Лошади шли шагом, Мироныч говорил, я слушал.
— Желаешь — расскажу тебе, как я впервые вора увидел?
Я кивнул.
— Было мне тогда годов семь. Отец уже брал с собой на охоту. Помощником… чтобы к лесу приучить. Силки ставили, из ружья стрелять давал, белку учил обдирать, ну — обычно… Идем мы раз по путику нашему, ловушки проверяем. Смотрим, человек навстречу. И — еромакань — не по-людски идет. Как-то боком идет… Гляжу — понять не могу. И ты знаешь, парень, поверить нельзя, что я увидел… Человек тот обросший, страшный, худой… В зипуне и лузане… и руки, главное, — руки, растопырены! Вижу я, еромакань, потому он такой растопырь, что сквозь оба рукава просунута ему добрая жердочка. Стоит он перед нами как распятый и плачет.
— Да что ж это? — содрогаюсь я.
— Так, — подтверждает Мирон Мироныч. — Стоит и плачет. И руки распяты, и не может он их опустить. И, еромакань, березовый дрын не может вытянуть из рукавов… Ты веришь: упал он на колени перед отцом, просит — вытащи дрын. Двое суток бредет по лесу так-то, с дрыном, двое суток, слышь, парень? И все — боком… Потому не пройти ему прямо-то, в деревьях да кустах…
Я слышу, я все слышу, мне становится страшно, по-настоящему страшно, у меня будто иней по коже… В наших-то лесах двое суток вот так, растопыркой…
— Мужики наказали его… Застукали, когда брал из их чэс глухаря. Видишь ли, парень, по охотничьему закону надо было повесить того глухаря рядом с чэс: хозяин придет и подберет…
— Знаю, — говорю я.
— …а он пожадничал и — в свой мешок. Может, и не впервой так-то, может, следили за ним. Вот и попался. Ружьишко его вдребезги разбили и самого распялили на дрыне. Не воруй!
Мироныч минуту ехал молча.
— Отец мой суровый был. Спрашивает: как же ты, коми человек, охотник, на такую пакость пошел, у своего же брата крадешь? Плюнул отец — и не хотел вора от дрына высвобождать. Иди, говорит, до самой деревни, людям покажись… Человек тот на коленях стоит, просит, я, помню, тоже заревел, тоже просить стал. И тогда только отец смягчился…
— Даже представить-то страшно, — сознался я.
— Да. Мне-то, парень, еще страшнее было, своими глазами… Всю жизнь вижу того мужика… И скажу я тебе, Федя: сколько живу — нет на мне греха. С голоду помирал — было, а не крал…
Широкое рыжебровое лицо Мироныча словно бы стало моложавее и приветливей. Я решился спросить:
— Когда же ты, Мироныч, с голоду помирал?
— Хы! Еще как… — охотно ответил он. — У отца-то моего детей было восемь душ, мал мала… Он с медведем на путике встренулся, медведя-то прикончил, но и тот намял отцу бока, целый год он кровью харкал и помер. С матерью мы остались. Я в соседнем селе посыльным бегал, в волостном правлении. Мне тогда и девяти не было.
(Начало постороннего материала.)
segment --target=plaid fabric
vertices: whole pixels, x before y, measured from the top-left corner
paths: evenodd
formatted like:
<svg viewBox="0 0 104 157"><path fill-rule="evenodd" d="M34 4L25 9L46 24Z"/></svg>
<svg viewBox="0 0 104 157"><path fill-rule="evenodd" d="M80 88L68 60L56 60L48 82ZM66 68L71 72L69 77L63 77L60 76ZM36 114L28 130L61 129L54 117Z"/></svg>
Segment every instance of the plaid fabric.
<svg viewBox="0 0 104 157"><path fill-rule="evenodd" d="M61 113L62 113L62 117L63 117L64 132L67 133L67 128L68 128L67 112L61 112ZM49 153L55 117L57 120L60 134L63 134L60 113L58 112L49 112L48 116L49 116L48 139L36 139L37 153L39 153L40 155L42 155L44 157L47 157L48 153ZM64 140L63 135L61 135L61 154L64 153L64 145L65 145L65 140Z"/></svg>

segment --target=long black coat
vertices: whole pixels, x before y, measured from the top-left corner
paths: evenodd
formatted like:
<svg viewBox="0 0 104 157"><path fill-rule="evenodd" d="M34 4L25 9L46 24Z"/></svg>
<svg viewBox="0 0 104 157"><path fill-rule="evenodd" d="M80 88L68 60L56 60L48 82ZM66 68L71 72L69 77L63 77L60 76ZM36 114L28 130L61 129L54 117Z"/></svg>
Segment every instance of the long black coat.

— Девятый год? — удивляюсь я.
— Девятый, — сказал он просто. — И заколачивал я рупь в месяц. Очень не разъешься… Помню, два дня ничего не ел, как раз на рождество. Был у меня еще пятак. Пойду-ка, думаю, к попадье и на этот пятак попрошу у нее пожрать. Ведь в праздники-то попу в каждом доме прибыль, когда он Христа славит… Зашел я к попадье: матушка, говорю, очень есть хочется. Вот — пятак у меня, дайте чего-нито… Она была женщина в теле, крупная. Глянула на меня сверху, как на букашку: погоди, говорит, свиньи еще не кормлены. Зажал я свой пятак, заревел, выскочил от попадьи. А навстречу просвирня идет, жила у нас старая одинокая баба, для причащений хлебы пекла. Увидела меня: «Ты чего невеселый?» Я и сознался: есть хочу, второй день не евши… А она: пойдем, говорит, ко мне. Домишко ее с краю села, покосился, в землю ушел. Усадила она меня за стол, принесла супу, кашу овсяную и молоко в кружке. Ешь, говорит. Ем я, а сам думаю: что как, еромакань, пятака моего не хватит… Шел, спасибо говорю и пятак ей протягиваю. А она: что ты, парень! Сует мне еще ковригу. Не ходи, говорит, голодный.